The UK government needs to “step up” and reimburse the £24.5m cost of Donald Trump and JD Vance’s recent visits to Scotland, Holyrood’s public finance minister has said.
Provisional costs of almost £24.5m for the two working visits have been published by the Scottish government.
Ivan McKee said it was “ridiculous” that the UK government had so far refused to provide funding, framing both trips as private visits, despite the fact that the US president held meetings with the EU Commission president, Ursula von der Leyen, as well as the UK prime minister, Keir Starmer, during his time in Scotland in July.
Trump visited his golfing resorts at Turnberry in Ayrshire and Menie in Aberdeenshire during a five-day trip in July, while the US vice-president, JD Vance, spent about four days in Ayrshire in August.
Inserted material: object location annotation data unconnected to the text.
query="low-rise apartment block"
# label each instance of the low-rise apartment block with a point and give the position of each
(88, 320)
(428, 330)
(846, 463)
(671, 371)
In a letter to James Murray, the Treasury’s chief secretary, Scotland’s finance secretary, Shona Robison, said the visit imposed “substantial operational and financial burdens on Scottish public services, particularly Police Scotland”.
The Scottish government estimates that the provisional cost of policing the presidential visit alone was £21m, reflecting peak daily deployments of more than 4,000 officers, while costs for the vice-president’s trip were about £3m.
The complex policing operation was the largest in Scotland since the death of Queen Elizabeth II in 2022, and included local officers, national divisions, special constables and wider UK colleagues for specialist support.
Robison wrote: “Following your decision not to provide funding to Scotland for costs incurred in relation to the visit of President Donald Trump to Scotland in July 2025 and the subsequent visit of Vice-President JD Vance, I am writing to you to request that you reconsider this decision and provide full reimbursement for the cost of the visits.”
The UK government said the visits were private and “not official UK government business”. The spokesperson added: “The Scottish government are responsible for policing costs in Scotland as per agreed devolved funding arrangements.”
While Robison pointed to previous precedent when the UK government reimbursed the cost of Trump’s 2018 visit to Scotland in 2018, it is understood that visit followed a formal UK government invitation, in which case it covered security costs, according to its statement of funding policy.
Speaking on BBC Radio Scotland, Ivan McKee said:“The UK government needs to step up and pay. I think it’s ridiculous, it was clearly a work visit … Particularly when you have the prime minister Keir Starmer spending time with Donald Trump, having press conferences with them, conducting international business with them, it’s really stretching the bounds of credibility to say this was just a private holiday trip.”